According to Garlock’s evidence, one firm issued to its clients 23 pages of directions on how to testify. Evidence also showed one lawyer stated, “My duty to these clients is to maximize their recovery, okay, and the best way for me to maximize their recovery is to proceed against solvent viable non-bankrupt defendants first, and then, if appropriate, to proceed against bankrupt companies.”

Hodges permitted Garlock to bring evidence proving that roughly 220 settled cases withheld evidence. Then after settlement, clients made claims against roughly 20 companies’ bankruptcy trusts.

“It appears certain that more extensive discovery would show more extensive abuse,” Hodges continued. “But that is not necessary because the startling pattern of misrepresentation that has been shown is sufficiently persuasive.

“While it is not suppression of evidence for a plaintiff to be unable to identify exposures, it is suppression of evidence for a plaintiff to be unable to identify exposure in the tort case, but then later to be able to identify it in Trust claims. It is that practice that prejudiced Garlock in the tort system.”

Legal Newsline is seeking access to the evidence submitted by Garlock.

Speaking to trial judges, she added that they should view the Garlock case as a “wake-up call” to the “very real” possibility that asbestos lawsuits nationally may also be compromised by withheld exposure evidence.

“While these transparency loopholes exist, trial judges can and should take steps to eliminate the opportunity for lawyers to game the system through strategies such as withholding trust claims until the tort case is concluded, or utilizing professionals not involved in the state court litigation to be wholly responsible for the submission of bankruptcy trust claims,” Ableman continued. “I fell into the trap of relying upon the integrity of the parties or their lawyers to abide by the case management order requiring full disclosure.”

Ableman concludes that the Garlock decision should serve as an example that fraudulent cases are more than “mere anomalies,” and suggests making the opinion required reading to aid trial judges in their effort to encourage attorneys to act “ethically, honestly and responsibly.”

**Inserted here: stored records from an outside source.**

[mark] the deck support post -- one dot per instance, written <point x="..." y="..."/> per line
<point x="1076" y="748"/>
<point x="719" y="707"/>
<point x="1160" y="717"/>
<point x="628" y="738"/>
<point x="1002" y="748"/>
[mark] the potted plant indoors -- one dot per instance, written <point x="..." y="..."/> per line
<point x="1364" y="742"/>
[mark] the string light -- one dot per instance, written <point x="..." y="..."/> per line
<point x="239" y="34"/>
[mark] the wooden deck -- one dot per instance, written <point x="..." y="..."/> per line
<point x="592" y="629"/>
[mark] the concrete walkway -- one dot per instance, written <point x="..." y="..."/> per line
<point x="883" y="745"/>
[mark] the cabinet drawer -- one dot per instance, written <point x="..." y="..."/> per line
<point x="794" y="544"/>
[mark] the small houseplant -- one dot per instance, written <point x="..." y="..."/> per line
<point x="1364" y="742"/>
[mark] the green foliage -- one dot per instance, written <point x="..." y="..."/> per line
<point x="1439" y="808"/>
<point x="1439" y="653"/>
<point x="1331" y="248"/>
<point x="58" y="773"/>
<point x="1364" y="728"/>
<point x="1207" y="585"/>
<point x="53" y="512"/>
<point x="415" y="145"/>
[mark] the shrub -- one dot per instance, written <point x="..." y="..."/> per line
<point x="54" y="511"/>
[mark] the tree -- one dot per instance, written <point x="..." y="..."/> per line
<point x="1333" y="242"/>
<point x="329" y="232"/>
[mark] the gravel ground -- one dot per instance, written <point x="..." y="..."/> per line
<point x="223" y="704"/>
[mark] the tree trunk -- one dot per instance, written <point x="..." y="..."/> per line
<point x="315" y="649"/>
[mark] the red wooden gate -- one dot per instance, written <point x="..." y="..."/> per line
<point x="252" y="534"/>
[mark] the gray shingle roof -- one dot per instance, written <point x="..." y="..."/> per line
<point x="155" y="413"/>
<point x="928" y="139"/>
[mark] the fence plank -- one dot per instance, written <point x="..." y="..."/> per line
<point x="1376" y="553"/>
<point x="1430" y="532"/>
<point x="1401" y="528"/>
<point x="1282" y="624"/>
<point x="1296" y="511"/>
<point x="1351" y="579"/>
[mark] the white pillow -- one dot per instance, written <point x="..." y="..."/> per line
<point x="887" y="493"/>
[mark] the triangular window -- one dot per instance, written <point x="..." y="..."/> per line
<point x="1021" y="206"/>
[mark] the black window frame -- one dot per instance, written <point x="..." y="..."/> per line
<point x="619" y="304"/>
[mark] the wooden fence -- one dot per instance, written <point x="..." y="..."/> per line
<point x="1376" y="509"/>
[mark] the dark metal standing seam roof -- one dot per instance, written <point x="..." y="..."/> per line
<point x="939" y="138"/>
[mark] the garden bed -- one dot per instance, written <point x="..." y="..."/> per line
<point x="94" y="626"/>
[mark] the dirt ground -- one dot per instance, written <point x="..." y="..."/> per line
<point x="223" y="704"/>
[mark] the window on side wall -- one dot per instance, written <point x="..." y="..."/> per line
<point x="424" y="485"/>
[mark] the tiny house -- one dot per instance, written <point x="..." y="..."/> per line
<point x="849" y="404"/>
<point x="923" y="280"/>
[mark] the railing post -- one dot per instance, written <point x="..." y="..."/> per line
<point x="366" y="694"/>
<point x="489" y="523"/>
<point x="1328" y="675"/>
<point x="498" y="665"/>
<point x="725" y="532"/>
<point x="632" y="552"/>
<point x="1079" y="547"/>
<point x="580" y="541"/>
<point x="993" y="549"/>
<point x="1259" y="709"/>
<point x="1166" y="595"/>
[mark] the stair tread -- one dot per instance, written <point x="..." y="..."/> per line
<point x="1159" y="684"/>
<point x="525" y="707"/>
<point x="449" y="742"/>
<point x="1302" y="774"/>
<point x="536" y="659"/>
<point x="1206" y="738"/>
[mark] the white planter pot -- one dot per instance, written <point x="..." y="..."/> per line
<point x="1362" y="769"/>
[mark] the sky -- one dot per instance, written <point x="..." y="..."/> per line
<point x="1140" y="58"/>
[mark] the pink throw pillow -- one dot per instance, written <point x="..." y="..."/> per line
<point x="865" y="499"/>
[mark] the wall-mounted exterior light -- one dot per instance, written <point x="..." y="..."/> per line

“For my part, I am relieved to have been somewhat vindicated by the Garlock decision and to have some support for my own suspicions regarding just how widespread these deceptive practices have become,” Ableman wrote. “In the final analysis, there is no question that the Garlock decision, together with the startling findings recounted therein, should be required reading for all judges who preside over asbestos personal injury cases.”